"Man kann was bewirken, man muss aber viel Geduld haben"
Gespräch mit dem Beiratssprecher Stefan Markus über die Mitwirkung von Freiwilligen in Bremer Beiräten
16. Mai 2023 – Freiwilligenarbeit stärkt die demokratische Mitgestaltung – besonders deutlich wird das in der Arbeit der Bremer Stadtteilparlamente, der sogenannten Beiräte. Am 14. Mai war es wieder soweit: Dann entschieden die Bremer:innen neu, wer aus welcher Partei in den nächsten vier Jahren in ihrem Beirat vor Ort sitzen soll.
Und das ist nicht unwichtig: Die Beiräte beraten in öffentlichen Sitzungen über alle Angelegenheiten des Ortsamtsbereichs, die von öffentlichem Interesse sind. Sie entscheiden über die Verwendung von Mitteln. Und sie befassen sich mit allen Anregungen und Beschwerden der Bevölkerung. Unterstützt werden sie durch die Ortsämter; von denen vier der insgesamt 17 Ortsämter ehrenamtlich geleitet werden.
Im Hinblick auf die Engagementstrategie haben wir einen dieser Freiwilligen getroffen: Stefan Markus, Leiter des Bürgerhauses Obervieland ist seit 12 Jahren als Beiratssprecher des Beirats Obervieland aktiv und blickt auf acht Jahre Erfahrungen als Sprecher aller Beiräte zurück.
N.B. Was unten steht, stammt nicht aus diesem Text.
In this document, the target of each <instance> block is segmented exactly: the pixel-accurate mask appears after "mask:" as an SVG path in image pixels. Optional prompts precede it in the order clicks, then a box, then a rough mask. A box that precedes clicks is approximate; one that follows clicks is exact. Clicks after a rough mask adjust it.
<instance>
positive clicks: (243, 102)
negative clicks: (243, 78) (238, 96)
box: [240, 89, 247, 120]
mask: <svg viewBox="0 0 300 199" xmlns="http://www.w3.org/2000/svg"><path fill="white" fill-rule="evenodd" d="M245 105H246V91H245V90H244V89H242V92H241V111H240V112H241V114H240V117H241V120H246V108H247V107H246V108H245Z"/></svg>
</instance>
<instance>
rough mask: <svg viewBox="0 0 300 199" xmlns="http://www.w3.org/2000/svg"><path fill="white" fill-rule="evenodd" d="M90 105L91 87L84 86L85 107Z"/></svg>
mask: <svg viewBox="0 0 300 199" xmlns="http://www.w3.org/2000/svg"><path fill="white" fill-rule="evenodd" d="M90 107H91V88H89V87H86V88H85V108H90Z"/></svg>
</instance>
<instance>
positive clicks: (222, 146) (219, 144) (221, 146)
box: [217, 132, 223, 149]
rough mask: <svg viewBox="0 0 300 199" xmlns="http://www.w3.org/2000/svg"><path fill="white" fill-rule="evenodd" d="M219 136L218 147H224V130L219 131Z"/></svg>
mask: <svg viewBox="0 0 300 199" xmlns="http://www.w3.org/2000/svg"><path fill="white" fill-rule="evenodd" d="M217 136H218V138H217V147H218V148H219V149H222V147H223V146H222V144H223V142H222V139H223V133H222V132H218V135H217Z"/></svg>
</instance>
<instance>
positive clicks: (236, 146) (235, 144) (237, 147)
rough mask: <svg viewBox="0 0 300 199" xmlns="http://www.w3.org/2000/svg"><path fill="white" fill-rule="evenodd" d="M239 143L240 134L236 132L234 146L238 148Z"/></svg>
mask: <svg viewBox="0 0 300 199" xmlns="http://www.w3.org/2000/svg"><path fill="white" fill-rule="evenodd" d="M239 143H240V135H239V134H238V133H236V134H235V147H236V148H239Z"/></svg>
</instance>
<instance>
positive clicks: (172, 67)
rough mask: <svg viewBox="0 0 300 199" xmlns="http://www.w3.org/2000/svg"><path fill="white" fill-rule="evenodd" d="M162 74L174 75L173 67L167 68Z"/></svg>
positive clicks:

Nun hört er mit der politischen Arbeit auf und will Platz machen für neue Ideen und Veränderung. „Man kann was bewirken, muss aber viel Geduld haben“, ist sein Fazit. Besonders die Vernetzung, die das Amt mit sich bringt und die Möglichkeiten, etwas zu verändern, haben ihm immer besonders viel Freude gemacht. Das Beiratsgesetz habe mehr Mitbestimmungsrechte ermöglicht. Die Beiräte würden früher beteiligt, und so ließen sich Konflikte auch schon vorab klären. Gleichzeitig sei der bürokratische Aufwand gestiegen – für viele Beiräte sei es vor allem ein Zeitproblem, sich in die oft detailreichen Sachfragen einzuarbeiten, die oft mit seitenweisen Vorlagen daher kommen.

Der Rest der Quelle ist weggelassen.